Diversidade – Neste segundo ciclo da sua terceira edição, o BNDES Garagem recebeu 1.828 inscrições de todos os estados do país. A seleção refletiu o foco do programa em diversidade: dos 100 negócios escolhidos, 46% são das regiões Norte, Nordeste ou Centro-Oeste, 67% têm lideranças do gênero feminino e 45% têm lideranças pretas ou pardas. Os principais setores de atuação são economia verde/descarbonização (38%) e saúde (18%).

Em seis meses de trabalho, 87 das 100 startups selecionadas fecharam contratos, pilotos ou POCs (Provas de Conceito). Foram gerados mais de R$ 130 milhões em contratos, dos quais R$ 29,4 milhões são oriundos de conexões diretas do programa. Além disso, as empresas captaram mais de R$ 7 milhões em investimentos.
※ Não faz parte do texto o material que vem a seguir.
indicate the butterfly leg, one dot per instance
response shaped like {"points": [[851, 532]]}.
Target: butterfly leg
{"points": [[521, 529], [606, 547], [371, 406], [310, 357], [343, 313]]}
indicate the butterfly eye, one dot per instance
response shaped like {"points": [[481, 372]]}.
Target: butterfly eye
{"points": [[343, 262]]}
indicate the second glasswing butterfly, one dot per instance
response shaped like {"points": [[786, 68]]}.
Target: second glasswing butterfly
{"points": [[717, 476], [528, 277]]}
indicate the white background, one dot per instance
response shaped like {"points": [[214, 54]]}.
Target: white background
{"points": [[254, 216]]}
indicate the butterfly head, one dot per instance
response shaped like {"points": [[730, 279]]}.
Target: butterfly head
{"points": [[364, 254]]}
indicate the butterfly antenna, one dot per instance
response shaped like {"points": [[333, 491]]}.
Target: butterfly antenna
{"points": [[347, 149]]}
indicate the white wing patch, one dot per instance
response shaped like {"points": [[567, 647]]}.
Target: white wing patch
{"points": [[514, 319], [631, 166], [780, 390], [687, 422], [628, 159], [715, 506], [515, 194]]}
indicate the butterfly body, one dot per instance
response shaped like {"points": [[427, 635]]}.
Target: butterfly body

Para impulsionar o crescimento no longo prazo, as startups podem se unir à comunidade BNDES Garagem. Os 238 negócios que compõem o ecossistema aumentaram seu faturamento médio em 4,8 vezes entre 2023 e 2025 e já captaram mais de R$ 300 milhões em recursos financeiros.
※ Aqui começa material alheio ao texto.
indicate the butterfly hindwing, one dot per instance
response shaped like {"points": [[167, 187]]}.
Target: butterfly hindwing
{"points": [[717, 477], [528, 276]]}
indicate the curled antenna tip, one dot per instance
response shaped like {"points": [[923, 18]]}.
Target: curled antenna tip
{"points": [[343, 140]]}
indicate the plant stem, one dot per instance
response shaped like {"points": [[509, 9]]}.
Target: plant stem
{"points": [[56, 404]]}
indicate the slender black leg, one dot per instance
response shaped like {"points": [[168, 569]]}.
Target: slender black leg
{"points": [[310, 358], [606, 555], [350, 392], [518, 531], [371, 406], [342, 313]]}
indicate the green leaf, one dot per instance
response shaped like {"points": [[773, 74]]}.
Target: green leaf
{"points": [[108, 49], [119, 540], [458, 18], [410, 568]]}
Maércio Diogo, coordenador do BNDES Garagem e sócio da aceleradora de impacto Quintessa, destacou que o programa foi eleito o ecossistema de maior crescimento no Brasil pela premiação 100 Open Startups, conquistando a primeira posição no ranking nacional. No evento, as dez finalistas deste ciclo apresentaram seus negócios a uma banca de dez avaliadores, incluindo representantes do LabGriô, Quintessa, Finep, Embrapii, Empreendedorismo Feminino do Rio, Valetec Capital, Antler Brasil e dos fundos Vox Capital e Canary.

Foto: Vivian Fernandes/BNDES

Inteligência artificial – O evento contou ainda com um painel sobre as novas fronteiras da inteligência artificial. Para João Pieroni, superintendente da Área de Indústria e Inovação do BNDES, um dos desafios do Brasil é entender como os diferentes elos desse ecossistema podem aprofundar o diálogo e a troca de informações. “Temos que ser capazes de articular cada vez mais os atores dessa cadeia”, defendeu.
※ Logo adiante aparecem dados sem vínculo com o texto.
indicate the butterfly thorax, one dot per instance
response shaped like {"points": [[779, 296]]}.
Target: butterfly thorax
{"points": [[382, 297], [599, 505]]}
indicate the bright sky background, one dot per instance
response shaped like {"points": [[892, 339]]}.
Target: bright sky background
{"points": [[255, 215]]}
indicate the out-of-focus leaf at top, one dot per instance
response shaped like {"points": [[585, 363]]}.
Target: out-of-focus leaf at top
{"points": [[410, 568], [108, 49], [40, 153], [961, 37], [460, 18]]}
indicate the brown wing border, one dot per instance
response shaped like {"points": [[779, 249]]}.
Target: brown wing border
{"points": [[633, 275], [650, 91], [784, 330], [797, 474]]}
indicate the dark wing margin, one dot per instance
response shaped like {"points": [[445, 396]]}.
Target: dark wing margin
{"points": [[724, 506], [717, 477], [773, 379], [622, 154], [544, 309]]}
A diretora-executiva do Centro de Excelência em Inteligência Artificial (CEIA), Telma Soares, avaliou o Plano Brasileiro de Inteligência Artificial como um “primeiro passo”, mas disse que ainda falta avançar em aspectos estratégicos. “Não basta falar sobre infraestrutura de IA. Precisamos planejar o que fazer nas áreas de formação, de educação e de estratégia em diferentes setores que ainda estão incipientes”.

Para Luiza Veloso, head de Tecnologia, Dados e Análise da Petrobras, o treinamento humano é um dos principais desafios. “Temos uma prontidão tecnológica grande, mas precisamos avançar na prontidão humana. A capacitação de pessoas será um diferencial competitivo para todas as empresas”, avaliou.